The Australian Competition and Consumer Commission report also revealed Melbourne Airport had the largest growth in passenger numbers in 2015-16 – to 34 million passengers.

“Considering how much profit they’re making, I’d like it to invest back into the community,” Cr Tachos said. “It’s great, it creates local jobs, but there are a lot of adverse impacts – there are more planes at night and traffic on Arundel Road has quadrupled.

“There are a lot of residents telling me the noise is impacting them – maybe the airport could subsidise sound-proofing.”

She suggested the airport could join Brimbank council in revitalising parkland abutting its south-west border.

A Melbourne Airport spokesman said the communities around the airport were “extremely important” to it, with two-thirds of its staff living locally.

He said the airport had been a corporate partner since 2010 of Western Chances, which provides scholarships to young people living in the western suburbs.
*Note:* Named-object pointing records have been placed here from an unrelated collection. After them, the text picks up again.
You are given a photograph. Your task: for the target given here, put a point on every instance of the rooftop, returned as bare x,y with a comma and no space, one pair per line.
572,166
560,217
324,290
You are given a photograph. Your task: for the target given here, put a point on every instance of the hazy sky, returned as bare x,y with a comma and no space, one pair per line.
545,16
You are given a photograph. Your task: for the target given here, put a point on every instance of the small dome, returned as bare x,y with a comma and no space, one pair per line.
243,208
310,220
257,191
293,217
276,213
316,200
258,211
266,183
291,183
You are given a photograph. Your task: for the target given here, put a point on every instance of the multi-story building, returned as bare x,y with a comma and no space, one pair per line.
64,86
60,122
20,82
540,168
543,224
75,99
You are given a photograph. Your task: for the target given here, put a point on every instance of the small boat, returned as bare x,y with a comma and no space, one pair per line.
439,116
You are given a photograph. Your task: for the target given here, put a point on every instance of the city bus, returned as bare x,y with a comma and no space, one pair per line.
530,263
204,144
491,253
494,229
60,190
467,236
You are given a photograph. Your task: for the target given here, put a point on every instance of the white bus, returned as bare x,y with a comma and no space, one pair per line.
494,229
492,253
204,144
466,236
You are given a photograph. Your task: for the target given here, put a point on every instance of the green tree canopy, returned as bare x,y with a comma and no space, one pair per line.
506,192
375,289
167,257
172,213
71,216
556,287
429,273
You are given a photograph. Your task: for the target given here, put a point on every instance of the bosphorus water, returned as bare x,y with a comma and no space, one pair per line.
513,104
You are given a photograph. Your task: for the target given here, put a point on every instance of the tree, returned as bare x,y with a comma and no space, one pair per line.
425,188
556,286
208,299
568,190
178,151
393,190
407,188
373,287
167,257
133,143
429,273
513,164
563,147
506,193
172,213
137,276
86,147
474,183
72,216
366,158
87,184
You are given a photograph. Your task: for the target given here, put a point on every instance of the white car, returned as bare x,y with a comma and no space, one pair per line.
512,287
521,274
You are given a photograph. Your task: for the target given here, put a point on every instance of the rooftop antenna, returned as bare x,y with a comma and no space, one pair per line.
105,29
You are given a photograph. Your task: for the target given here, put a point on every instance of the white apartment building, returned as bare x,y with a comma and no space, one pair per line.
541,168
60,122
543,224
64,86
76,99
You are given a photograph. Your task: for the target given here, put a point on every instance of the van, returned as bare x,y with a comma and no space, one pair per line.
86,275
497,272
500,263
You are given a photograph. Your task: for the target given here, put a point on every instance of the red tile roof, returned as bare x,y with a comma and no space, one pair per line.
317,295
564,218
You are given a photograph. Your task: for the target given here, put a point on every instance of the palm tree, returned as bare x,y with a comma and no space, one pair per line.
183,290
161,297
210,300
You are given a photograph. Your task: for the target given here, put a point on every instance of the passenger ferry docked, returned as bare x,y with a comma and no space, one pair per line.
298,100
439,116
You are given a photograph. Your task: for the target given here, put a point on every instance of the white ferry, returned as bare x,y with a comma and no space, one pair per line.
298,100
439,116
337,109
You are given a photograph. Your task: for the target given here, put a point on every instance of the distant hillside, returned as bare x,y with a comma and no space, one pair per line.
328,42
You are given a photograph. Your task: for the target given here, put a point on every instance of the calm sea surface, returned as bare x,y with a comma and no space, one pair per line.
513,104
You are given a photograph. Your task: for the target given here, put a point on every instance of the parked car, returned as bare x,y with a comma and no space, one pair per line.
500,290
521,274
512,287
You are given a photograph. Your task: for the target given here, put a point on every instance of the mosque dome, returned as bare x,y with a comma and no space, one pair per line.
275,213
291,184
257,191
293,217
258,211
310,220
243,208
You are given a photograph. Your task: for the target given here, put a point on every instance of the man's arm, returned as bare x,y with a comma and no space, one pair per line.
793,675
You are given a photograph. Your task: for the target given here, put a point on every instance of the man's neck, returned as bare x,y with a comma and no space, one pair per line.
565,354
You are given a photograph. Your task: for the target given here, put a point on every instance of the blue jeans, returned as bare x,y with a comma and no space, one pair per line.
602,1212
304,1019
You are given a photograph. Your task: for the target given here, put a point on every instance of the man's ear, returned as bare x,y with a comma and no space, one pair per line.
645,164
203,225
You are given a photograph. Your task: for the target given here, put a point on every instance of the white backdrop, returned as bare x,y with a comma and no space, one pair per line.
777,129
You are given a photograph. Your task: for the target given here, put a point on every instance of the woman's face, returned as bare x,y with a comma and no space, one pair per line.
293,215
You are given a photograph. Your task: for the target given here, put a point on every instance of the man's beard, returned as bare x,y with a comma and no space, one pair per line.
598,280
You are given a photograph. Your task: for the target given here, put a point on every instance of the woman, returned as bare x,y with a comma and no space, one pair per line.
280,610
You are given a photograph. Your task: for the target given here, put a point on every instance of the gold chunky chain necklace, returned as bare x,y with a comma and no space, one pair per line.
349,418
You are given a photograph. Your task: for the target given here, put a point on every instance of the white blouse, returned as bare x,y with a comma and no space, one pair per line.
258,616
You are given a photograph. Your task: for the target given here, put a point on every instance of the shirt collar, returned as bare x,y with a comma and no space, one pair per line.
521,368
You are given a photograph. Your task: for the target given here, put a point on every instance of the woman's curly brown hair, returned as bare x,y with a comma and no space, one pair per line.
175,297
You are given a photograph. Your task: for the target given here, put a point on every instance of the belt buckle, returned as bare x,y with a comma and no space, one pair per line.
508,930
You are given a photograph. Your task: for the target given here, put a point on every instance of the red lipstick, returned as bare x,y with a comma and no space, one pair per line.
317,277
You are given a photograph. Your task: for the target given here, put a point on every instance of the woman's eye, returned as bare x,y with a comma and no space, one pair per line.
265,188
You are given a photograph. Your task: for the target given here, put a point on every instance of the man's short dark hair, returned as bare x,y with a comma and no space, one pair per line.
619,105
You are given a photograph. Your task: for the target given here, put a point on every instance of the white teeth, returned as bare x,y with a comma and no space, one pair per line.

The spokesman said the airport also had a community development fund that offered additional scholarships.

“What we would love to see is more local schools getting involved with these programs,” he said. “We’d strongly urge schools in Brimbank to get in touch with these organisations to participate in the programs.”

Melbourne Airport’s profit margin from carparking shrank 11 per cent in 2015-16, but ACCC chairman Rod Sims said this was due to an accounting change, not a big drop in revenue.